WORKING TUTORING PROGRAMS OF HIGH QUALITY
While many educational practises are based on speculation and hope, tutoring is based on scientific evidence of what works to improve student progress. I know this because I've spent the last two decades examining studies in education and other policy areas, then working with governments at the federal, state, and local levels to implement proven-effective initiatives. This is the strategy we must employ in Toronto; the stakes are just too high to take any other way.
Here's how it may operate in Toronto, where I live: The General Assembly just passed a new education blueprint that includes funding for extra learning, such as tutoring. However, not all tutoring methods are beneficial. Tutoring that is delivered infrequently—for example, once or twice a week rather than daily—or by tutors who lack proper training or guidance tends to have relatively minor impact. Additionally, tutoring has a greater impact on young children in the early grades than it does on older kids. As a result, we must ensure that the new funds are used to support high-quality tutoring programmes that have been proven to work, such as those that focus primarily on struggling students in the early grades, employ well-trained tutors and one-on-one instruction, and offer tutoring sessions on a regular, even daily basis.
THE BEST WAY TO DO THIS ON A LARGE SCALE WOULD BE TO ENLIST PEOPLE OF ALL AGE RANGES FROM THE COMMUNITY AS TUTORS.
Enlisting people of all ages from the community to act as tutors would be the greatest approach to accomplish this on a large scale. Tutors would be recruited, trained, and matched with students, and tutors would be paid a small stipend. I'm sure there are grandmothers and grandfathers out there who would be happy to spend a few hours each week teaching a child learn to read or perform math. There are some fresh college grads who want to help others. And there are plenty of adults willing to share their enthusiasm for learning so that the pandemic does not prevent pupils from accomplishing their goals.
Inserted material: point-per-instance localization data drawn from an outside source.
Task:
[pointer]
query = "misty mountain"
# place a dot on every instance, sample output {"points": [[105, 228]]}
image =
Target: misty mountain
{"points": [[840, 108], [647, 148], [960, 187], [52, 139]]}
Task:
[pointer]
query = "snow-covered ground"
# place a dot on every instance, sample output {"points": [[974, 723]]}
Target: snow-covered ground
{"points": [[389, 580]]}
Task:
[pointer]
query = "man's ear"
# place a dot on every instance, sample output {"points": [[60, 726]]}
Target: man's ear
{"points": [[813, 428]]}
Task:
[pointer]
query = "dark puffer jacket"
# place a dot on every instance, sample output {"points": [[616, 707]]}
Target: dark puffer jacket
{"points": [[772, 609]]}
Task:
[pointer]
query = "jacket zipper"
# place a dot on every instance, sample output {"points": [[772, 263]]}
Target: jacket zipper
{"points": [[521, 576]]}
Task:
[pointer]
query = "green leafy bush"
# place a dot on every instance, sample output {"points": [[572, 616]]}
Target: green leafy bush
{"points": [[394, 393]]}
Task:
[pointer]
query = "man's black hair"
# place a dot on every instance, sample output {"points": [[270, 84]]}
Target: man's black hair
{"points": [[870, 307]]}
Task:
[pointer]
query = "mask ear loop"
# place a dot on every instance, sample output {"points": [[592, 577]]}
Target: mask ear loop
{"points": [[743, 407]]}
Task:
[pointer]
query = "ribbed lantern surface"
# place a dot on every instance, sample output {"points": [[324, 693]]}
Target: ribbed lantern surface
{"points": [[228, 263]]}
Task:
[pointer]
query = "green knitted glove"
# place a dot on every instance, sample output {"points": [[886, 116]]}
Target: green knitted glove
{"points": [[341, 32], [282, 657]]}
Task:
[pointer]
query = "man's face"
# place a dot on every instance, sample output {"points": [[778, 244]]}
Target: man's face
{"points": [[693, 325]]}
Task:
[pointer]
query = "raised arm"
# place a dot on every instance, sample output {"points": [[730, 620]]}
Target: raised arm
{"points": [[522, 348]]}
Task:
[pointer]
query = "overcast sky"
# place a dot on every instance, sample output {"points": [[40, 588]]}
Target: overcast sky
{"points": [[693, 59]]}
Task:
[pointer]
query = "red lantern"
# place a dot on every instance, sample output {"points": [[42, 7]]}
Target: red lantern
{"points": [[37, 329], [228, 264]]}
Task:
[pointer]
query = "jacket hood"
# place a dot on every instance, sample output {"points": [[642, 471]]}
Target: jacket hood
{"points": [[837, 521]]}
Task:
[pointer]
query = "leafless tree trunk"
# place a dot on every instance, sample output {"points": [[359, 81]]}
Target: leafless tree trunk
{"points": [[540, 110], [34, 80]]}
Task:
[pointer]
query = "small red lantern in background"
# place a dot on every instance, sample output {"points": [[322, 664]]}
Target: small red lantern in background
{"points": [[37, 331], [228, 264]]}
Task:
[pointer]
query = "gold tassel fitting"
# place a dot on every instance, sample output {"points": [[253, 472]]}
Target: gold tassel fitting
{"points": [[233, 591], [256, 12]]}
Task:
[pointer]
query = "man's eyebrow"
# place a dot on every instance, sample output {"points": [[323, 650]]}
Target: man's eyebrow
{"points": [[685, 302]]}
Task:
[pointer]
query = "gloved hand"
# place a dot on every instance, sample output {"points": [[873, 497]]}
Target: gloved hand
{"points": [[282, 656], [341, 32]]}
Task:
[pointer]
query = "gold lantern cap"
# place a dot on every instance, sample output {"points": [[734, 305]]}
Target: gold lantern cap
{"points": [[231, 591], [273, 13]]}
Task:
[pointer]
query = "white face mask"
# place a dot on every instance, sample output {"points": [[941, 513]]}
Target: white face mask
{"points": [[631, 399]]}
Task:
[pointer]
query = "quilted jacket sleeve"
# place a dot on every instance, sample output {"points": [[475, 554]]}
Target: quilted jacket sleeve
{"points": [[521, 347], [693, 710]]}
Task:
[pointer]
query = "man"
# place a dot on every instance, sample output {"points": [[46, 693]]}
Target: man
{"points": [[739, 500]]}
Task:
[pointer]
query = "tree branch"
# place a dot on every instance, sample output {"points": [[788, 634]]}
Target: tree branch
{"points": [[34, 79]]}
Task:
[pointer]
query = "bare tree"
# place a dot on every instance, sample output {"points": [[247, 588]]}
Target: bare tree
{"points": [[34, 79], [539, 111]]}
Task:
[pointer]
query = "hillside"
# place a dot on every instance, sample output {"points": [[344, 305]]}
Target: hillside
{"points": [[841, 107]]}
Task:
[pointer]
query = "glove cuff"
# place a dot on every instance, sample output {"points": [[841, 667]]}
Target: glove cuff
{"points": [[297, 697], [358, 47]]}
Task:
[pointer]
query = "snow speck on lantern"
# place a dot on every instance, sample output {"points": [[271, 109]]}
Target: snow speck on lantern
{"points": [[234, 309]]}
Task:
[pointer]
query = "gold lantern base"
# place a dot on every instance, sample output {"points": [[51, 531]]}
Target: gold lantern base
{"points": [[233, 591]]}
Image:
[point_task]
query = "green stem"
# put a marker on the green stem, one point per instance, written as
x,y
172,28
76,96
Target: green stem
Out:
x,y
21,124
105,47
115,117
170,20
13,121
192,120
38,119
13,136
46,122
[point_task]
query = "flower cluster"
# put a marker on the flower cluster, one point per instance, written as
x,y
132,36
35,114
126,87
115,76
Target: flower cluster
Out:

My mother worked as a special education teacher in public schools, where she taught remedial reading. She died a few years ago, but I'm sure she'd be the first to volunteer as a tutor. There are people in Toronto and across the country that have the same passion for children and service. In the aftermath of COVID-19, we should all commit to assisting children. Tutoring is a tried and true method for accomplishing this.